No Honeymoon: Our Review of ‘After The Wedding’

Posted in Movies, Theatrical by - August 15, 2019
No Honeymoon: Our Review of ‘After The Wedding’

Writer/director Bart Freundlich’s After the Wedding is a remake of a 2006 Danish film of the same name. As I haven’t seen that, this review will refer only to this 2019 adaptation without making comparisons between the two. 

Isabel (Michelle Williams) works at an orphanage in India and is summoned to New York City by Theresa (Julianne Moore), a potential benefactor. After a brief (and rather cold) meeting in the Big Apple, Theresa invites Isabel to Theresa’s daughter’s (Grace, played by Abby Quinn) wedding, in order for the women to become more familiar. The wedding dredges up memories from Isabel’s past, and sets off the rather bland series of events that follow. 

I would be remiss if I didn’t praise the acting off the top. Moore turns in the dramatically flashiest performance in the film, running the gamut between shrewd businesswoman and emotional basket case. Williams’ portrayal of Isabel is far more subtle and subdued, with Billy Crudup’s Oscar (Theresa’s husband) falling somewhere in the middle. 

Williams is an incredibly talented actress, but her performance in this film frustrated me to no end. Not that it’s bad, far from it. It is wonderfully nuanced. Isabel is an incredibly stoic character, rarely revealing her emotions. Williams does a tremendous job conveying her inner turmoil with just her eyes. Still, she has maybe two moments in the whole film that pop. Aside from that, she’s at the same level all the way through, subtext aside, and it feels as though the actress wasn’t given a chance to “play”. The whole movie feels like it’s building to an emotional purging for Isabel that never really comes. This is actually a good analogy for the film itself, but more on that later. Rounding out the cast is Quinn whose performance is certainly serviceable, with flashes of real promise. 

Sadly, the film lost me in its opening act.
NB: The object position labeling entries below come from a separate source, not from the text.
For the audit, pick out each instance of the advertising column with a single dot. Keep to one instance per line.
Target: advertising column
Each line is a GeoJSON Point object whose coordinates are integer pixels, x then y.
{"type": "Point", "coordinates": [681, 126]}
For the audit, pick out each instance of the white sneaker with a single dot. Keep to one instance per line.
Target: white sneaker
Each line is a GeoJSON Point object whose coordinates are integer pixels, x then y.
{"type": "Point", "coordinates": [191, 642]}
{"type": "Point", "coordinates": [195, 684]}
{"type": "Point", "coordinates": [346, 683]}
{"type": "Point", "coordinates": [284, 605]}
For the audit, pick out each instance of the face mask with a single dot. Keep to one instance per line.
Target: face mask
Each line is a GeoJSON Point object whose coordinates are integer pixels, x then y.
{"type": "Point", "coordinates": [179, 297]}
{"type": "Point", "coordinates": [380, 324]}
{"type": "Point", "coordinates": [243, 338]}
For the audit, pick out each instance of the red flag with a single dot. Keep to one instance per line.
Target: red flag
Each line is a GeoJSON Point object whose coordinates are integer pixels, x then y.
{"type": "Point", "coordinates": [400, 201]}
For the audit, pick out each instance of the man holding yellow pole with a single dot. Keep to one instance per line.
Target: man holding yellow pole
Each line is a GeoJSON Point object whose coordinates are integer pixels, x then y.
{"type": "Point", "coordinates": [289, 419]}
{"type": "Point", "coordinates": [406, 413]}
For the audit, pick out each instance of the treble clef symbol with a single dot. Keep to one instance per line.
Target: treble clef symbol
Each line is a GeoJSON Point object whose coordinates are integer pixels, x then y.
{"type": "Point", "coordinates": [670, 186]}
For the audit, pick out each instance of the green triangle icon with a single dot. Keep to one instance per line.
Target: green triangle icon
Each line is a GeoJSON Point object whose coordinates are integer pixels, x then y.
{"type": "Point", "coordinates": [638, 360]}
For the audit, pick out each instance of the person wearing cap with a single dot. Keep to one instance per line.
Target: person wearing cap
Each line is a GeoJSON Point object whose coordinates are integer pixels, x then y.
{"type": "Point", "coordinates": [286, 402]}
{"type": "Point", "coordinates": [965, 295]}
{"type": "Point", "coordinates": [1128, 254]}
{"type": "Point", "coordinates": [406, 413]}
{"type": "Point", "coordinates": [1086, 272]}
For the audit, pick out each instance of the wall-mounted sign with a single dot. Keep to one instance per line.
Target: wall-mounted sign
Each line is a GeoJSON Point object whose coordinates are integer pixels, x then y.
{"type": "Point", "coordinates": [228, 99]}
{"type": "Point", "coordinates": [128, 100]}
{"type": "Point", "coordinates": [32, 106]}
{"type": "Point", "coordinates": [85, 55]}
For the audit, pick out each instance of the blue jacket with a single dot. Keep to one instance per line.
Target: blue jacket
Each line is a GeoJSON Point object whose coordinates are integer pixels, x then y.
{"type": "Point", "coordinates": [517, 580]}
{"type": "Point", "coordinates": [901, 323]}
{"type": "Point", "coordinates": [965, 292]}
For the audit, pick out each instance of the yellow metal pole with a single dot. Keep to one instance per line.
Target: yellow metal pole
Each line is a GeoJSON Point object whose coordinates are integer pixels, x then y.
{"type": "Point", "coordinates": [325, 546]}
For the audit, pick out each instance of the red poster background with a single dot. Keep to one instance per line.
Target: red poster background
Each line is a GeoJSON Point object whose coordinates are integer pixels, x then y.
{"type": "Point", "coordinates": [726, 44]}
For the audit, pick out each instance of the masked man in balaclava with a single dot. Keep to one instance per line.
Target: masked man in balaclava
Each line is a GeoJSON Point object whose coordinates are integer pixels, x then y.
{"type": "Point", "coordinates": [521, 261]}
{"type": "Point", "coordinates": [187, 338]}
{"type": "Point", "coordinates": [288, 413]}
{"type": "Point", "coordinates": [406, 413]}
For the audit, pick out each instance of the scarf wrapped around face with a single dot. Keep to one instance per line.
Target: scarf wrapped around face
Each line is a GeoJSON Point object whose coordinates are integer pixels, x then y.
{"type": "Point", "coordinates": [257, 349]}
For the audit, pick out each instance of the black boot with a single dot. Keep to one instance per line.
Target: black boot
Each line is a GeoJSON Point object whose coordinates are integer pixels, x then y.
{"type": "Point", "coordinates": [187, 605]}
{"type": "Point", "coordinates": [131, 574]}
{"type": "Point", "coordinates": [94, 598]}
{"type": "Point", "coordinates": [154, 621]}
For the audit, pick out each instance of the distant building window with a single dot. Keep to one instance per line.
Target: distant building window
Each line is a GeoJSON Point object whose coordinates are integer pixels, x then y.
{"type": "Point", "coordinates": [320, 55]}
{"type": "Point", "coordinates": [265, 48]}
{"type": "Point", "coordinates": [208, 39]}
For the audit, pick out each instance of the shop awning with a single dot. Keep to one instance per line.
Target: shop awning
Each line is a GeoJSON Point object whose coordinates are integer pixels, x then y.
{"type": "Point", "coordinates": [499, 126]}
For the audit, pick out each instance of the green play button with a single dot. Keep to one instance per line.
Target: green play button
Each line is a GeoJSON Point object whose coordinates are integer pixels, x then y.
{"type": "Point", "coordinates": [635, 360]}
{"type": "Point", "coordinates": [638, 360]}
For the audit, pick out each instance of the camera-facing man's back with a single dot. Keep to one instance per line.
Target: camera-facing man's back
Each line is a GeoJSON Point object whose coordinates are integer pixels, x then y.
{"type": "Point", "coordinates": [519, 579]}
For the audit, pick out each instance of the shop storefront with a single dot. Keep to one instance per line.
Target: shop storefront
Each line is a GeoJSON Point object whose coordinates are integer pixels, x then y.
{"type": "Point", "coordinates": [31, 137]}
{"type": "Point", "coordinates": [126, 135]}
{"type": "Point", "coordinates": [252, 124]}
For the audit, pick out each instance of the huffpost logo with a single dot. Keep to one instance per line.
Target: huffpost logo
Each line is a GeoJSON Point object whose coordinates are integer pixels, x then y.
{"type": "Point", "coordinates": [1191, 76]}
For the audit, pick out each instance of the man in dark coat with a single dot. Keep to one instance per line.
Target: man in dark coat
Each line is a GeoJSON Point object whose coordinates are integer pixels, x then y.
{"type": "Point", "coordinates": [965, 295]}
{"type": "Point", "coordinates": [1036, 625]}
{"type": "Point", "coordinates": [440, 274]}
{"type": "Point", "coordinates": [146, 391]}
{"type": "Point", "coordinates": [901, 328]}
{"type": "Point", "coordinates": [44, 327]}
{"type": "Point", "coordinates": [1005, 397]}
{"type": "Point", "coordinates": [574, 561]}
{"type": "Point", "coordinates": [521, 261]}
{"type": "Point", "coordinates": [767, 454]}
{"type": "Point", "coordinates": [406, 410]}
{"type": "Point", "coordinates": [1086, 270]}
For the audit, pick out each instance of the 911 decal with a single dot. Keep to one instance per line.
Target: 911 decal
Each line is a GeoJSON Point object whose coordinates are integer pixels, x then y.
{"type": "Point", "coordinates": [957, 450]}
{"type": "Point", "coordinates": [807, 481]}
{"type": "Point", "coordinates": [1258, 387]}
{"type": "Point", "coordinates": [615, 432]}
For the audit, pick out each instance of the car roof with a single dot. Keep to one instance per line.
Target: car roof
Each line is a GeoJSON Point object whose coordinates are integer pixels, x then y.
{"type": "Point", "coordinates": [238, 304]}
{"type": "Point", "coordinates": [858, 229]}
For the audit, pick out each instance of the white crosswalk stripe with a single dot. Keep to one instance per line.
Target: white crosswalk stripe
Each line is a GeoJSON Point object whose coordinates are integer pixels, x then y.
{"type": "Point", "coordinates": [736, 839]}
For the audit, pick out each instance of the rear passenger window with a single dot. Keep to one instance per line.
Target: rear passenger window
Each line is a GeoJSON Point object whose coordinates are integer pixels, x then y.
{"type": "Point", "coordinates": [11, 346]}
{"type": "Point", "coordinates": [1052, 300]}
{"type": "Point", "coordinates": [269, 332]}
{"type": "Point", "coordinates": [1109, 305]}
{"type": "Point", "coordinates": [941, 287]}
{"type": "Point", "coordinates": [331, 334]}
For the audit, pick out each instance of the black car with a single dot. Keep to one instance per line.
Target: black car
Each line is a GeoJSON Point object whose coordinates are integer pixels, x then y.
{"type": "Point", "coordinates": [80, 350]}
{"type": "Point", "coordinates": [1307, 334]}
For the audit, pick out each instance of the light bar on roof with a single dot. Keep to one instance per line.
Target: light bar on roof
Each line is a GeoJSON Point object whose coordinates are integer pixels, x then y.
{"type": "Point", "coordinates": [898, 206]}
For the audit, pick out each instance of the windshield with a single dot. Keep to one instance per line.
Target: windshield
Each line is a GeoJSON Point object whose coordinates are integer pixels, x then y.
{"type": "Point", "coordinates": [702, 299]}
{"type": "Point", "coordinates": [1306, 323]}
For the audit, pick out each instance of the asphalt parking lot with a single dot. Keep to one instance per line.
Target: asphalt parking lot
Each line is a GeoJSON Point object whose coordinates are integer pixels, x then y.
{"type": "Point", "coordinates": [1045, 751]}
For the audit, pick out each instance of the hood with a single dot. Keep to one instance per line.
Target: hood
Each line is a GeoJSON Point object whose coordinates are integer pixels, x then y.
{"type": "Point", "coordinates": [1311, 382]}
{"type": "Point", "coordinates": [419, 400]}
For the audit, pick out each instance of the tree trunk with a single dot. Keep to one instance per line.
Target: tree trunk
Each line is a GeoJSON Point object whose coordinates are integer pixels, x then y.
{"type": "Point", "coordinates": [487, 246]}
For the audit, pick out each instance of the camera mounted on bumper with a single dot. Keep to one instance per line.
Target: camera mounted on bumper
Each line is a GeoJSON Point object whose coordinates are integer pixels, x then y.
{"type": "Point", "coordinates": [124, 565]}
Admittedly the first 45 minutes were decently-written and well-acted, but still a slog that only kept me invested by the trailer’s promise of a crazy twist to come. 

After the Wedding is very melodramatic, and often feels like a Lifetime Original movie (composer Mychael Danna’s incredibly maudlin score doesn’t help), even with hints of Soap Opera. While it did get me back on board to some extent in the back half with the aforementioned twists and turns, these revelations still didn’t really amount to much, or drive me to find an emotional attachment to the characters or the situation. 

This is probably my biggest issue with the film. I recognize that what these characters are going through would be emotionally traumatic, and yet I wasn’t able to lock in. Isabel is so stoic, almost never showing any outright vulnerability, that I found myself sympathizing, but never empathizing. I simply wasn’t made to feel any kinship with the character. I did find myself somewhat drawn to Crudup and Quinn’s characters’ plights, but not in any significant or heartfelt way. As I mentioned earlier, the movie constantly feels like it’s building to something, and when that something comes, it lacks any considerable impact.

After the Wedding isn’t a bad film, and does boast some strong performances, but fails to deliver emotion on much more than a surface level, and ultimately doesn’t live up to its potential.